O problema é que o rio Cotingo fica dentro da Terra Indígena Raposa Serra do Sol, área de conflitos históricos. Segundo Muniz, que já teve que se enfrentar com índios por conta da construção de hidrelétricas no Xingu, a Eletrobrás tem interesse na área, mas não pretende bater de frente com os indígenas. “Não brigamos nunca, nem com índio nem com Ministério Público. Sempre temos que buscar um consenso, mostrar que uma usina pode ser um excelente negócio para os índios”, disse. Em fevereiro de 1989, quando cerca de 650 índios, reunidos no I Encontro dos Povos Indígenas do Xingu, bradaram seu descontentamento com a política de construção de barragens no rio Xingu, Muniz ficou conhecido por uma foto que rodou o mundo: uma índia kayapó tocou o rosto do então presidente da Eletronorte com seu facão, como gesto de advertência.
Além do rio Cotingo, Muniz informou que a estatal planeja outra hidrelétrica, no rio Branco, em Roraima, na altura do município de Caracaraí. “Hoje não tem linha de transmissão lá, então não é atrativo, mas com a construção da linha [para interligação de Roraima com a malha elétrica brasileira], vai ficar”, disse. Seriam as declarações de intenção da Eletrobrás efeitos de Belo Monte?
Brasil na contramão
Há poucos dias, pesquisadores da Universidade de Berkeley, na Califórnia, anunciaram que estão a um passo de criar uma bactéria capaz de produzir diretamente biodiesel a partir da fermentação de resíduos de produtos agrícolas. No final de janeiro, um designer francês apresentou uma mini turbina eólica que pode ser instalada nos quintais ou telhados de nossas casas para geração doméstica de energia. Estes são apenas exemplos de que soluções alternativas – e criativas – de geração de energia surgem freqüentemente.

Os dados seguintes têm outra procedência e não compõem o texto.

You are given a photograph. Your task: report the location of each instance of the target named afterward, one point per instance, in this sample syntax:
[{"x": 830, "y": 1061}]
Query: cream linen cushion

Mas enquanto muitos países, desenvolvidos ou não, investem pesado na pesquisa e desenvolvimento de novas fontes, o Brasil ainda se debate com um etanol de primeira geração, tem de brigar muito para que a quantidade de enxofre no diesel diminua a níveis aceitáveis, investe pouco em tecnologia e aposta muitas fichas no potencial hídrico. “O grande desafio na renovação dos conceitos de desenvolvimento de fonte de energia está primeiro em vencer um conjunto de resistências que as grandes corporações impõem”, analisa Eduardo Bernini, ex-diretor da Eletropaulo e de outras empresas importantes do setor elétrico, como a Bandeirante.

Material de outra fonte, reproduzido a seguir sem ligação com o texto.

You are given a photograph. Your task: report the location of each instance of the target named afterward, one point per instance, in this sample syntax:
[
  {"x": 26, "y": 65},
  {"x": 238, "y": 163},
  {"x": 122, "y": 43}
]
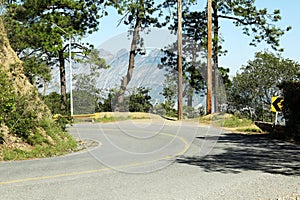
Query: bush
[{"x": 291, "y": 108}]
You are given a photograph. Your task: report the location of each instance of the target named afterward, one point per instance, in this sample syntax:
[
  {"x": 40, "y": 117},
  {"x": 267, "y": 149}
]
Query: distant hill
[{"x": 145, "y": 74}]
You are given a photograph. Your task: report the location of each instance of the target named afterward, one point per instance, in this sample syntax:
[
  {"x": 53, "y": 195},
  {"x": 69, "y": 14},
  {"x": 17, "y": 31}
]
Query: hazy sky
[{"x": 239, "y": 52}]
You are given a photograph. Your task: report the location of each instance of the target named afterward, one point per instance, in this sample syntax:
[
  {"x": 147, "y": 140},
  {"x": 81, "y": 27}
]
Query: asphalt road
[{"x": 158, "y": 160}]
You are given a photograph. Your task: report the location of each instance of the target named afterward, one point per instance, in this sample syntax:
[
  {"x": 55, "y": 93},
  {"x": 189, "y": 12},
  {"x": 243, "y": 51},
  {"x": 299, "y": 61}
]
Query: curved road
[{"x": 158, "y": 160}]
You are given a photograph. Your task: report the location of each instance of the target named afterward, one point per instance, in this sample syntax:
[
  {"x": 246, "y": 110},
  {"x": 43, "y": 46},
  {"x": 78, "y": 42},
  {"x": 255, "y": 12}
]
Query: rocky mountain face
[{"x": 145, "y": 73}]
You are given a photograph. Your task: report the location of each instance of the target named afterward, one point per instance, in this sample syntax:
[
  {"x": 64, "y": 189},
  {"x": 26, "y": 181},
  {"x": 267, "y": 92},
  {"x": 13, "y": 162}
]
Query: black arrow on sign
[{"x": 276, "y": 103}]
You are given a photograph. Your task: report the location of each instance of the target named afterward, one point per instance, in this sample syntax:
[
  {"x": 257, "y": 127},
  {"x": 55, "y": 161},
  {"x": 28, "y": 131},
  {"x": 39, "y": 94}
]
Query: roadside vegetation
[{"x": 231, "y": 122}]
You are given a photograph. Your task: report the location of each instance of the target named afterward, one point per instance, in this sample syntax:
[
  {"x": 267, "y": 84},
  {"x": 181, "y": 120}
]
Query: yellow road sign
[{"x": 276, "y": 105}]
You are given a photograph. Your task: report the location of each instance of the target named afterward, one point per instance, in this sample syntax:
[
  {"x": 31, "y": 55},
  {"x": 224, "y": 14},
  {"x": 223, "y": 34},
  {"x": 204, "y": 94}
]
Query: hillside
[{"x": 26, "y": 125}]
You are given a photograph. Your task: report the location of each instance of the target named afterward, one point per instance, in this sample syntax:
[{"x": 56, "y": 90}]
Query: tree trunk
[
  {"x": 126, "y": 79},
  {"x": 179, "y": 58},
  {"x": 63, "y": 90},
  {"x": 215, "y": 55},
  {"x": 209, "y": 59}
]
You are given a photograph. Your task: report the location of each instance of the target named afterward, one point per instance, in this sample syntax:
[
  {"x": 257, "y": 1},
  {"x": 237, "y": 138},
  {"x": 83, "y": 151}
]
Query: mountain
[{"x": 145, "y": 74}]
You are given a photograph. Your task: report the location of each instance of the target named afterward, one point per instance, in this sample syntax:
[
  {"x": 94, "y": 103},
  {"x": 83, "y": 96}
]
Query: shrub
[{"x": 291, "y": 108}]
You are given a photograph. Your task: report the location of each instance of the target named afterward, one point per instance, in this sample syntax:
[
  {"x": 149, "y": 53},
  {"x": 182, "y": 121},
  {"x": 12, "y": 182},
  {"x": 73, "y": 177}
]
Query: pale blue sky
[{"x": 239, "y": 52}]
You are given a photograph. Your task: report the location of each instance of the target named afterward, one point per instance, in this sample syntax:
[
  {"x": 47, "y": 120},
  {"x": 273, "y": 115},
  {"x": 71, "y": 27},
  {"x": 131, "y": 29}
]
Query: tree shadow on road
[{"x": 235, "y": 153}]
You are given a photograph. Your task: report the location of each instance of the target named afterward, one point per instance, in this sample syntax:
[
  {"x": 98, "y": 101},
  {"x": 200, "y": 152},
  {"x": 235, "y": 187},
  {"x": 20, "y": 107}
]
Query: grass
[
  {"x": 105, "y": 117},
  {"x": 231, "y": 122},
  {"x": 50, "y": 142}
]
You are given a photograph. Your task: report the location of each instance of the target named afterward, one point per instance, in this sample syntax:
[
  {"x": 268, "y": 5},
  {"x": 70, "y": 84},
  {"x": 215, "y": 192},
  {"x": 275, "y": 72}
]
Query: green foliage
[
  {"x": 15, "y": 110},
  {"x": 254, "y": 87},
  {"x": 85, "y": 93},
  {"x": 235, "y": 121},
  {"x": 52, "y": 100},
  {"x": 108, "y": 104},
  {"x": 291, "y": 108},
  {"x": 257, "y": 23},
  {"x": 41, "y": 29},
  {"x": 139, "y": 100}
]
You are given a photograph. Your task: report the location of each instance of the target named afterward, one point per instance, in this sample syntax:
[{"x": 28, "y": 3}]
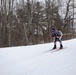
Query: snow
[{"x": 38, "y": 60}]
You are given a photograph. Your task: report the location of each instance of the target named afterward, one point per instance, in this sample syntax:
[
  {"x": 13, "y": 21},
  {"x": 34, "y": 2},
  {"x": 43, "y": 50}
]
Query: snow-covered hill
[{"x": 38, "y": 60}]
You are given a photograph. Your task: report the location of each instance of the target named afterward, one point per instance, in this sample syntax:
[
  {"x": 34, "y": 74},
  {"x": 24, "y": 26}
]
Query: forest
[{"x": 29, "y": 22}]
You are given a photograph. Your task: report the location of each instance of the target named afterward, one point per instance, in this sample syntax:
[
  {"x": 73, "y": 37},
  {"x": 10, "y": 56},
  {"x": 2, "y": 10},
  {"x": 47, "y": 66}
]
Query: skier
[{"x": 57, "y": 37}]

Segundo ele, o Brasil está na contramão quando o assunto é o caminho para mudança da matriz energética porque ainda trabalha pensando em grandes sistemas, grandes usinas, quando o futuro é a descentralização. “O primeiro exemplo é o avanço da fonte eólica. Houve uma transformação muito forte nos últimos anos por causa de um desenvolvimento tecnológico descentralizado. Foram as empresas médias que fizeram a prospecção e o levantamento da energia eólica do último leilão que tivemos no país”, explica Bernini, que hoje comanda uma empresa de consultoria empresarial. O Brasil aproveita hoje apenas 0,5% do potencial de geração de energia eólica.

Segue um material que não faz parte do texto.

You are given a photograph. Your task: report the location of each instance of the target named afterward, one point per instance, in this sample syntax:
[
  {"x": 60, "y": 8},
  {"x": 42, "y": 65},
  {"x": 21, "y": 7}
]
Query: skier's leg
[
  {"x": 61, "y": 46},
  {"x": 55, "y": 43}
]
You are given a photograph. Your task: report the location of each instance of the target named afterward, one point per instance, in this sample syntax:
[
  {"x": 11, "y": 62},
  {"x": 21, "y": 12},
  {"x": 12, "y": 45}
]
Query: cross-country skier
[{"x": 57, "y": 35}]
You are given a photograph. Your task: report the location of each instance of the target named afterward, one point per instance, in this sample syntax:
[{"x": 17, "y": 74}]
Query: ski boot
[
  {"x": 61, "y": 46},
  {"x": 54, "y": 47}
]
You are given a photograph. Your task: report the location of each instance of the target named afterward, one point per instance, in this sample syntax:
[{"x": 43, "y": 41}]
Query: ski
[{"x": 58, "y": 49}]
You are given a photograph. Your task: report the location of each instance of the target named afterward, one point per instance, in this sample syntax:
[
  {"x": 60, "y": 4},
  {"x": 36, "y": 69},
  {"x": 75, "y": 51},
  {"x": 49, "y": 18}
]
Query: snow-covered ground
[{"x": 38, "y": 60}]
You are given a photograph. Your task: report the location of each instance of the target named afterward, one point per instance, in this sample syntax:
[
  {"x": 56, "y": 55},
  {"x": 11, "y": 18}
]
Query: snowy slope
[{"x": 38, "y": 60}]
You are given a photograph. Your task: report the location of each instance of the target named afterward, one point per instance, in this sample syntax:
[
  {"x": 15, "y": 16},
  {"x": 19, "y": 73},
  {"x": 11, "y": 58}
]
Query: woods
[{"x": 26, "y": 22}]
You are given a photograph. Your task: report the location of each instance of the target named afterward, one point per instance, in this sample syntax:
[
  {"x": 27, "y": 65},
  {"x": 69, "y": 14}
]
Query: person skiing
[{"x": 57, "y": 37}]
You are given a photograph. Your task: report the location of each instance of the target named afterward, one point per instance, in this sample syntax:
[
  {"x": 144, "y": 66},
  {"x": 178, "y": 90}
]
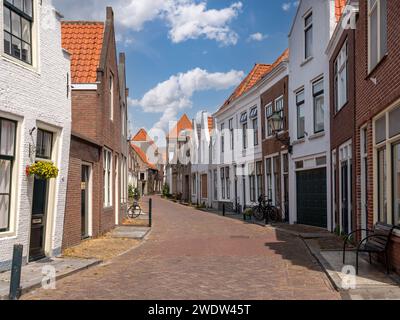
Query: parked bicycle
[
  {"x": 134, "y": 211},
  {"x": 265, "y": 211}
]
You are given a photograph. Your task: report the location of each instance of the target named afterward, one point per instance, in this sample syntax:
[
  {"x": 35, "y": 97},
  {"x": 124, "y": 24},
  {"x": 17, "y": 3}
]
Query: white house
[
  {"x": 238, "y": 123},
  {"x": 35, "y": 124},
  {"x": 309, "y": 118},
  {"x": 202, "y": 187}
]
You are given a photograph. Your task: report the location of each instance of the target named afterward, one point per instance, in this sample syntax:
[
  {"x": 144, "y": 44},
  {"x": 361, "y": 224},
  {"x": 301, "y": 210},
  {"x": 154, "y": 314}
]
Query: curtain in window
[
  {"x": 5, "y": 184},
  {"x": 7, "y": 138}
]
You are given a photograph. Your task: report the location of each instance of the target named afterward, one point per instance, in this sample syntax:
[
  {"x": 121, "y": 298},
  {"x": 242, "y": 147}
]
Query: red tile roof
[
  {"x": 339, "y": 7},
  {"x": 142, "y": 155},
  {"x": 142, "y": 136},
  {"x": 183, "y": 124},
  {"x": 258, "y": 71},
  {"x": 256, "y": 74},
  {"x": 84, "y": 41}
]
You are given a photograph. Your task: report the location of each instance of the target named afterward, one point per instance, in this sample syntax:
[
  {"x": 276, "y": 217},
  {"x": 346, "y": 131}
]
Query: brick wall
[{"x": 372, "y": 98}]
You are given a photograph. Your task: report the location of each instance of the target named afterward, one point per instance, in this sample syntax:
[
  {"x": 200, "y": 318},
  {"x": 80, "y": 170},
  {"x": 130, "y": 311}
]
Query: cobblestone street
[{"x": 196, "y": 255}]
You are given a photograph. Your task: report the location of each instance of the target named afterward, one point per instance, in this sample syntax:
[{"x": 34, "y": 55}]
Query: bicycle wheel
[
  {"x": 134, "y": 211},
  {"x": 258, "y": 213}
]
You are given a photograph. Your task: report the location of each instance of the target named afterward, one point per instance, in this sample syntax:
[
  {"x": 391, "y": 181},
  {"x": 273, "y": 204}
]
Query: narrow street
[{"x": 195, "y": 255}]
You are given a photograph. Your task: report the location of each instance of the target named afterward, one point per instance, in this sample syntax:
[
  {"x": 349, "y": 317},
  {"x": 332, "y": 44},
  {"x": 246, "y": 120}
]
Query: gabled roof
[
  {"x": 183, "y": 124},
  {"x": 84, "y": 41},
  {"x": 142, "y": 136},
  {"x": 142, "y": 155},
  {"x": 258, "y": 71},
  {"x": 339, "y": 8}
]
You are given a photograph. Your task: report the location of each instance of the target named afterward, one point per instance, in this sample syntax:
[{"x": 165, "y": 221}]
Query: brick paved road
[{"x": 196, "y": 255}]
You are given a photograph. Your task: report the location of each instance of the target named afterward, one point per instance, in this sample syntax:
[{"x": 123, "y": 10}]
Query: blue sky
[{"x": 160, "y": 45}]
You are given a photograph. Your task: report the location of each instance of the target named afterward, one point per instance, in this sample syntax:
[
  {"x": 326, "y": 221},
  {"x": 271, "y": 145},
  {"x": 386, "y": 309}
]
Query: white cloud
[
  {"x": 186, "y": 19},
  {"x": 288, "y": 5},
  {"x": 257, "y": 37},
  {"x": 175, "y": 94}
]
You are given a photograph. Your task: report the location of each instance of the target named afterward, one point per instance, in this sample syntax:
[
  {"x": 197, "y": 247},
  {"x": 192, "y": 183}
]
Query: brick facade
[
  {"x": 94, "y": 129},
  {"x": 342, "y": 121},
  {"x": 375, "y": 92}
]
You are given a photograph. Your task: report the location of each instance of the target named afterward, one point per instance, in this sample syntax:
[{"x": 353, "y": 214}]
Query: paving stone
[{"x": 195, "y": 255}]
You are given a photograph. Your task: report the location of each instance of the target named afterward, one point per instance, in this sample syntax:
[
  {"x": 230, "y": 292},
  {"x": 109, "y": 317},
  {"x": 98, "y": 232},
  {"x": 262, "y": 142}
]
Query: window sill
[
  {"x": 317, "y": 135},
  {"x": 306, "y": 61},
  {"x": 19, "y": 63}
]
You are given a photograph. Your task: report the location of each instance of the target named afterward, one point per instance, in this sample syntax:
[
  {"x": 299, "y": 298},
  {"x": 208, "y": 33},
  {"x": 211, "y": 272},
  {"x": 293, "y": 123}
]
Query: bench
[{"x": 377, "y": 241}]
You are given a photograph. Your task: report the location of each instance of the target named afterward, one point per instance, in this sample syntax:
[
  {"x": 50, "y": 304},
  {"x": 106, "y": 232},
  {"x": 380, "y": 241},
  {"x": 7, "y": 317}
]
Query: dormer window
[{"x": 18, "y": 19}]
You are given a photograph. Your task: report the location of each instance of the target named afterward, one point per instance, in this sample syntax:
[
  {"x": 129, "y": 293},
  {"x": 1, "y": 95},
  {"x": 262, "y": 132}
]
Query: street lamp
[{"x": 277, "y": 126}]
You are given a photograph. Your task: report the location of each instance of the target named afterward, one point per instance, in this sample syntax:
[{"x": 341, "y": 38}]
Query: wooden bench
[{"x": 376, "y": 241}]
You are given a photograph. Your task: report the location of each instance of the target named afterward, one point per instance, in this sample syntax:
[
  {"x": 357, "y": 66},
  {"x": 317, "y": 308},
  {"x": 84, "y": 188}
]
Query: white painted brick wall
[{"x": 37, "y": 95}]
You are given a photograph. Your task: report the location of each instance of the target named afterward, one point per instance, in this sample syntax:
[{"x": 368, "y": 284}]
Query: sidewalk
[{"x": 32, "y": 274}]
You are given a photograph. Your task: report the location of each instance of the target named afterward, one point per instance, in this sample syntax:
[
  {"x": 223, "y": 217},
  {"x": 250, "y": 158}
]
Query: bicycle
[
  {"x": 134, "y": 211},
  {"x": 265, "y": 211}
]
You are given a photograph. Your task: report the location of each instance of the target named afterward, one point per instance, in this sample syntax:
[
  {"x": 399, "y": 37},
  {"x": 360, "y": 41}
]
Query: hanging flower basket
[{"x": 42, "y": 170}]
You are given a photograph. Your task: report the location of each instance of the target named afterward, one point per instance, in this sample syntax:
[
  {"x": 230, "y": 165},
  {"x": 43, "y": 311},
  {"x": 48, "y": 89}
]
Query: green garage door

Para o consultor, há um grande risco de o desenvolvimento das energias limpas no Brasil ficar ainda mais lento, se considerarmos que a tendência é o fortalecimento de grandes conglomerados. Eles podem impedir ou dificultar a competição e a entrada de pequenos produtores, que poderiam fornecer soluções inovadoras na geração de energia. “É difícil prever onde o país estará daqui a alguns anos porque estamos em meio à mudança, que é essa tendência de conglomeração, mas, se ela se concretizar, posso dizer que estaremos piores do que estamos hoje”, diz.